The model can explain 89.2% of the variance in the test set


In [13]:
rf_mask = rfe_rf.support_

### Combining 3 feature selectors

In [14]:
votes = np.sum([lcv_mask, rf_mask, gb_mask], axis=0)
print(votes)

[0 1 3 1 1 2 0 3 1 0 0 3 0 0 0 2 1 1 0 0 0 0 3 2 0 3 1 1 3 2 0 2]

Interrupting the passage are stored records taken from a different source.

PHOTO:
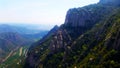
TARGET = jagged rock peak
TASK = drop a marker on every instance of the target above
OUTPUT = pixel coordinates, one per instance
(110, 2)
(77, 17)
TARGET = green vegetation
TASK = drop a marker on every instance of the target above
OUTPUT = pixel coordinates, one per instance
(16, 60)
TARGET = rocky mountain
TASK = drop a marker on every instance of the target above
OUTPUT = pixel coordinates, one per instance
(89, 38)
(110, 2)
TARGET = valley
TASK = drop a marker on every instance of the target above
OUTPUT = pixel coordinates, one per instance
(88, 38)
(16, 56)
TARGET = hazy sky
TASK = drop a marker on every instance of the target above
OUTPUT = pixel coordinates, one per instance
(38, 11)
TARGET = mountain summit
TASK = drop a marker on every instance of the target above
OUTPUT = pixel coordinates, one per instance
(110, 2)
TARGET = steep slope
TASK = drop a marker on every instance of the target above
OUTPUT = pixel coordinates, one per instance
(10, 41)
(89, 38)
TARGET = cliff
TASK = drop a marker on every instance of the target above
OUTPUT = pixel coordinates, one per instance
(89, 38)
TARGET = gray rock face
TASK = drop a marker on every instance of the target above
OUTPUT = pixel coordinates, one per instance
(110, 2)
(77, 17)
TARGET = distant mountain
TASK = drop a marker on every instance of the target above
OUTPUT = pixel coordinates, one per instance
(18, 29)
(89, 38)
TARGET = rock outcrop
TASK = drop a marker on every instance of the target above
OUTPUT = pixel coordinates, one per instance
(78, 17)
(110, 2)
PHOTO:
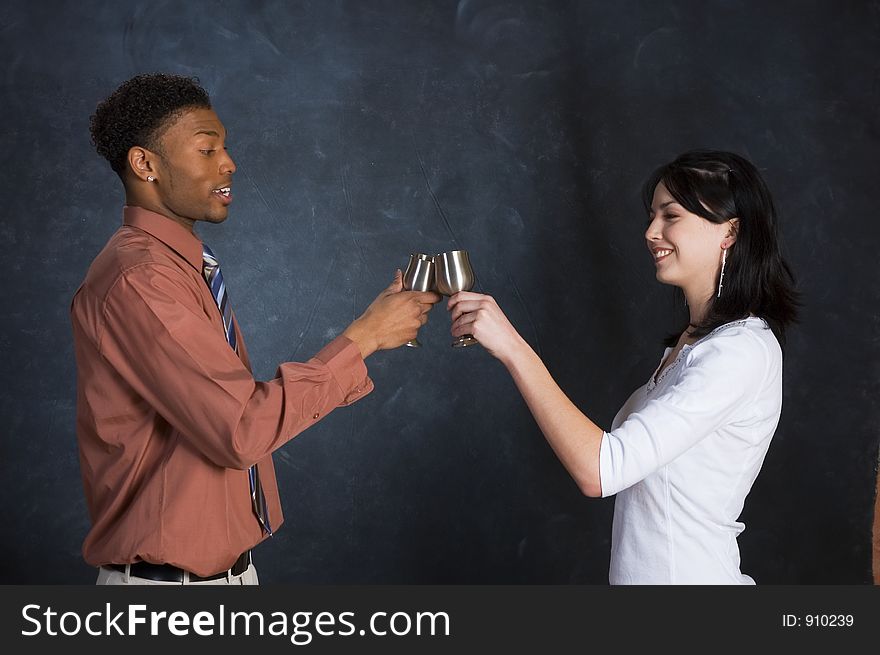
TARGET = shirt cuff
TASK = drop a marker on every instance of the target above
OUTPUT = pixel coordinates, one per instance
(343, 357)
(606, 466)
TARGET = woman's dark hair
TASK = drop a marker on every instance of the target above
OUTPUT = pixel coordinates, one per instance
(137, 113)
(718, 186)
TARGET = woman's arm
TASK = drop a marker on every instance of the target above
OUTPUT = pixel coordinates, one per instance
(573, 436)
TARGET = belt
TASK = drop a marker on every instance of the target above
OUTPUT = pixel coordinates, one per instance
(169, 573)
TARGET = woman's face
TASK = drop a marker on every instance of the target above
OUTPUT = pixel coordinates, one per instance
(686, 248)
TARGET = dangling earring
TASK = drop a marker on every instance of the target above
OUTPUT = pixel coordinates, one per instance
(721, 277)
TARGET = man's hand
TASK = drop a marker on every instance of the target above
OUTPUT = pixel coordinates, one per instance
(392, 319)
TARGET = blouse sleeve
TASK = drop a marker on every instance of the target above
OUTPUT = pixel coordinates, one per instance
(720, 377)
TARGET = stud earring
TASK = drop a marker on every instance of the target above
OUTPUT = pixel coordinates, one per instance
(723, 264)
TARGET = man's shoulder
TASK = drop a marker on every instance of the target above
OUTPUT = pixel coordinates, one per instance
(131, 252)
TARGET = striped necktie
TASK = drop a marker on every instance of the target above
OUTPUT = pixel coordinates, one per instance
(214, 278)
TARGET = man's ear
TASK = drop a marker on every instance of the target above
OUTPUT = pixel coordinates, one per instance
(733, 230)
(143, 163)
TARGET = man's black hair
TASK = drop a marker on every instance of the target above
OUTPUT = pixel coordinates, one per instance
(137, 113)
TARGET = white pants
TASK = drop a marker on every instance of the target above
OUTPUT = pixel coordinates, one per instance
(112, 576)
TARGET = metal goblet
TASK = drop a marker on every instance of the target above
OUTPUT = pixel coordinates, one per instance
(418, 276)
(453, 273)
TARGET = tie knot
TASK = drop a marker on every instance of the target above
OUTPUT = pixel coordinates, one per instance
(209, 261)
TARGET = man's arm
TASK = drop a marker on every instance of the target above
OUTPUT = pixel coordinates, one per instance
(175, 358)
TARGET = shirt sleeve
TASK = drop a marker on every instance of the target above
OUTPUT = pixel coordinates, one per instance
(162, 343)
(720, 377)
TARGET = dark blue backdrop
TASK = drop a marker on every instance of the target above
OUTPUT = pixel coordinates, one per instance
(519, 130)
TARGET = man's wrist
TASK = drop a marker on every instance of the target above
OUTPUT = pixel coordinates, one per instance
(360, 337)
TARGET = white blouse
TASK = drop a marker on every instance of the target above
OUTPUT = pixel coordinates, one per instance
(682, 455)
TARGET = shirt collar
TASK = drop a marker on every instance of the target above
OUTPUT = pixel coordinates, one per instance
(175, 236)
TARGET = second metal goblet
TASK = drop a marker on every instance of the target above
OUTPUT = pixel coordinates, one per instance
(418, 276)
(453, 273)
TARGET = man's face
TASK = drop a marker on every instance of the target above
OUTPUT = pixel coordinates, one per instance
(194, 173)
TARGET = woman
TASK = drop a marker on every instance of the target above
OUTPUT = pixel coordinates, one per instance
(684, 450)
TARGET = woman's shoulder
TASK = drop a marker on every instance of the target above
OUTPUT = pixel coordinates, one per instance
(748, 342)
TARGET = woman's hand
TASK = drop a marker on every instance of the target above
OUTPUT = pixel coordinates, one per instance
(480, 316)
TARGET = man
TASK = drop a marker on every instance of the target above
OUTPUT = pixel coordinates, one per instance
(175, 435)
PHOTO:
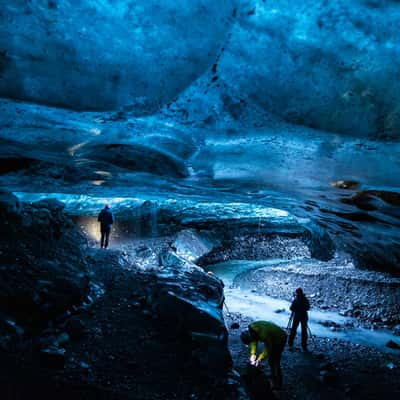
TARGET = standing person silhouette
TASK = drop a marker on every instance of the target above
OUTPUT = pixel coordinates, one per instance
(106, 220)
(299, 308)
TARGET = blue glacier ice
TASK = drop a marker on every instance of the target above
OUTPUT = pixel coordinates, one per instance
(284, 105)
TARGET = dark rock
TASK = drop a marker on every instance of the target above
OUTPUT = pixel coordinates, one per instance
(328, 375)
(43, 268)
(52, 358)
(257, 384)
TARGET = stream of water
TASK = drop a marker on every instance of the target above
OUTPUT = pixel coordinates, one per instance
(263, 307)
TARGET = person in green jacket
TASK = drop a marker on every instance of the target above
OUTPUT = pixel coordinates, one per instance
(274, 340)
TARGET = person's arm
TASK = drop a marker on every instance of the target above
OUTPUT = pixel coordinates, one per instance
(253, 353)
(253, 348)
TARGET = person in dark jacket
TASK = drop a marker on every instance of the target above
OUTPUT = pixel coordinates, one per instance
(274, 339)
(299, 308)
(106, 220)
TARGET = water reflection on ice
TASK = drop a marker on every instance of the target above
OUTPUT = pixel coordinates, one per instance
(258, 306)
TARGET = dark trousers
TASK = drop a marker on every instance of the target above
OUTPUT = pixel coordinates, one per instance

### Create a mask for features selected by all 3 models

In [15]:
meta_mask = votes == 3
print(meta_mask)

[False False  True False False False False  True False False False  True
 False False False False False False False False False False  True False
 False  True False False  True False False False]


### Apply the dimensionality reduction on X

In [16]:
X_reduced = X.loc[:, meta_mask]
print(X_reduced.columns)

Index(['bideltoidbreadth', 'chestcircumference', 'forearmcircumferenceflexed',
       'shouldercircumference', 'thighcircumference', 'waistcircumference'],
      dtype='object')


In [17]:
lm = LinearRegression()
scaler = StandardScaler()

In [18]:
X_train, X_test, y_train, y_test = train_test_split(X_reduced, y, test_size=0.3, random_state=0)
lm.fit(scaler.fit_transform(X_train), y_train)
r_squared = lm.score(scaler.transform(X_test), y_test)
print('The model can explain {0:.1%} of the variance in the test set using {1:} features.'.format(r_squared, len(lm.coef_)))

The model can explain 88.9% of the variance in the test set using 6 features.